Later that afternoon, English class was more bearable. The poem the teacher read to them moved Tristan, the words beautiful and evocative. Then she spoiled the whole thing by insisting they annotate it, line by line, dissecting it like a wild creature on a butcher’s table. What had begun as a fluid, graceful thing became heart, lungs, bones… nothing but cold dead pieces.
Tristan kept his thoughts to himself because, unlike with every other subject, Dylan seemed to like the softly spoken poetry assassin.
Maths up next, though. What the hell was the point of maths?
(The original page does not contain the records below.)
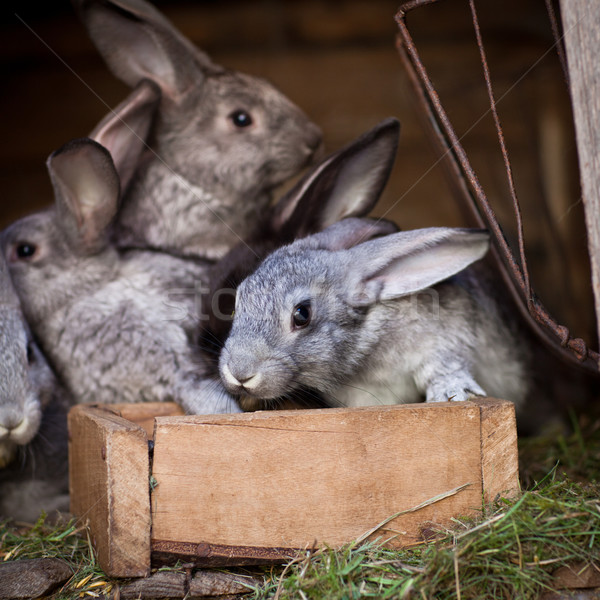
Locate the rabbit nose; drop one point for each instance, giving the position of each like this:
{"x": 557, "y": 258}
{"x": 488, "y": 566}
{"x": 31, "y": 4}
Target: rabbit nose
{"x": 239, "y": 377}
{"x": 14, "y": 429}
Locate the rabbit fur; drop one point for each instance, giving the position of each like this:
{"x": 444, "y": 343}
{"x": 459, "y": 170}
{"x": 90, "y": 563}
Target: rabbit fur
{"x": 110, "y": 322}
{"x": 391, "y": 320}
{"x": 33, "y": 419}
{"x": 221, "y": 141}
{"x": 347, "y": 183}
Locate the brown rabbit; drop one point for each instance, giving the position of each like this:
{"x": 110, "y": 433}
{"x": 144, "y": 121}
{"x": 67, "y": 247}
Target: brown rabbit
{"x": 221, "y": 142}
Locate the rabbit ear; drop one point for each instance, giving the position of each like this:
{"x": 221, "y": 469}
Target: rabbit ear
{"x": 86, "y": 189}
{"x": 8, "y": 296}
{"x": 347, "y": 184}
{"x": 124, "y": 131}
{"x": 137, "y": 42}
{"x": 411, "y": 261}
{"x": 347, "y": 233}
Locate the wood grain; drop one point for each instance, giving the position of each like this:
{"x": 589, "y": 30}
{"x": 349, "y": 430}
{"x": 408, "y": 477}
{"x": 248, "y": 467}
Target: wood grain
{"x": 499, "y": 451}
{"x": 581, "y": 25}
{"x": 143, "y": 413}
{"x": 109, "y": 485}
{"x": 292, "y": 478}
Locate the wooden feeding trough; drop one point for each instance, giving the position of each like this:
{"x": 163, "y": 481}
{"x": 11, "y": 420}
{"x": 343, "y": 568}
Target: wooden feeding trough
{"x": 252, "y": 488}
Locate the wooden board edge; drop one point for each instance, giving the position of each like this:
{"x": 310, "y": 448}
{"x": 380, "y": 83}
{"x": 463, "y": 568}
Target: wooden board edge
{"x": 218, "y": 555}
{"x": 499, "y": 450}
{"x": 117, "y": 466}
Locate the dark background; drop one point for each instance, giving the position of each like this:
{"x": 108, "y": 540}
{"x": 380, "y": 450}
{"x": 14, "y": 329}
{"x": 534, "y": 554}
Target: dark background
{"x": 338, "y": 61}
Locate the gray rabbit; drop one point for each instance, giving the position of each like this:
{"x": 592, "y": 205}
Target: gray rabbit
{"x": 347, "y": 183}
{"x": 221, "y": 142}
{"x": 105, "y": 318}
{"x": 387, "y": 321}
{"x": 23, "y": 374}
{"x": 33, "y": 419}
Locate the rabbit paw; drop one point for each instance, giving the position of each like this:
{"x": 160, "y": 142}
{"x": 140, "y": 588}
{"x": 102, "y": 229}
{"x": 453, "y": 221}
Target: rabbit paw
{"x": 455, "y": 387}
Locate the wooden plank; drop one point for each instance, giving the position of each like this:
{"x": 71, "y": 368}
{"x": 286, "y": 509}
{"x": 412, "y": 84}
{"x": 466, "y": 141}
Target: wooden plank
{"x": 581, "y": 25}
{"x": 576, "y": 576}
{"x": 285, "y": 480}
{"x": 143, "y": 413}
{"x": 109, "y": 474}
{"x": 499, "y": 450}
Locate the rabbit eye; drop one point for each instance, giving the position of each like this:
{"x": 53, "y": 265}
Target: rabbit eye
{"x": 25, "y": 250}
{"x": 240, "y": 118}
{"x": 301, "y": 315}
{"x": 31, "y": 358}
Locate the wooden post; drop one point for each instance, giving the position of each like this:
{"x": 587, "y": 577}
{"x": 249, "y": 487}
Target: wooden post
{"x": 581, "y": 24}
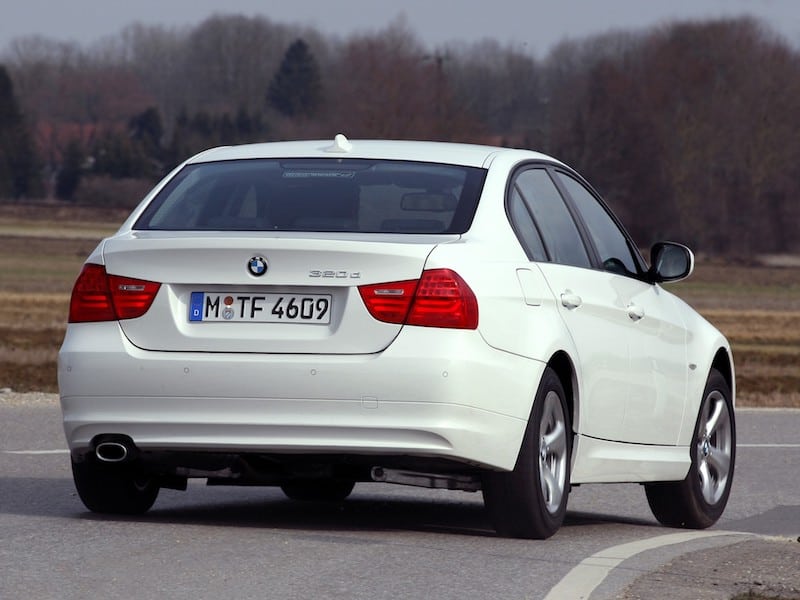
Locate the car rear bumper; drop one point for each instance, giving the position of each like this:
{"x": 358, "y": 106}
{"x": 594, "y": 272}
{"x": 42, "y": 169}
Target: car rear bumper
{"x": 432, "y": 393}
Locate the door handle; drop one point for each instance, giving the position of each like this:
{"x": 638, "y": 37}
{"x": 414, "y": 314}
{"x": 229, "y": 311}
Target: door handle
{"x": 571, "y": 300}
{"x": 635, "y": 312}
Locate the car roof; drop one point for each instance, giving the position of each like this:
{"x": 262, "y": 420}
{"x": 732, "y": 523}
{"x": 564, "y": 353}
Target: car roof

Unable to resist any longer, squashed again next to Dylan’s wheelchair, he reached up and grabbed at the school tie that Dylan had painstakingly knotted for him that morning. It resisted, somehow tightening and strangling him even further.
“Tristan!” Dylan’s hiss jerked him out of his thoughts.
He looked at her and she motioned her head towards the front of the class. A woman stood there, mousy in a woollen pink cardigan and tortoiseshell glasses, next to their balding maths teacher.
“Tristan Fraser?” she called again, her tone making it obvious that this wasn’t the first time she’d called him.
“That’s you!” Dylan whispered furiously.
“I know,” Tristan whispered back. While Tristan was the name he’d always chosen when taking a generic male form, he was still getting used to having a surname. “I can’t leave you.” She’d be completely helpless, her arm strength not enough to manoeuvre the heavy chair. And now he’d met some of her fellow pupils, he was loath to abandon her to their nastiness.
“You’ll be back well before lunch,” Dylan told him, pushing at him now with her hand.
“And if I’m not?”
“Tristan Fraser!” He didn’t like hearing his name in that harsh, snappish voice, and Tristan sent the woman a sharp look. It didn’t deter her. “You’re needed in the office.” She gestured at him with her hand and Tristan reluctantly stood.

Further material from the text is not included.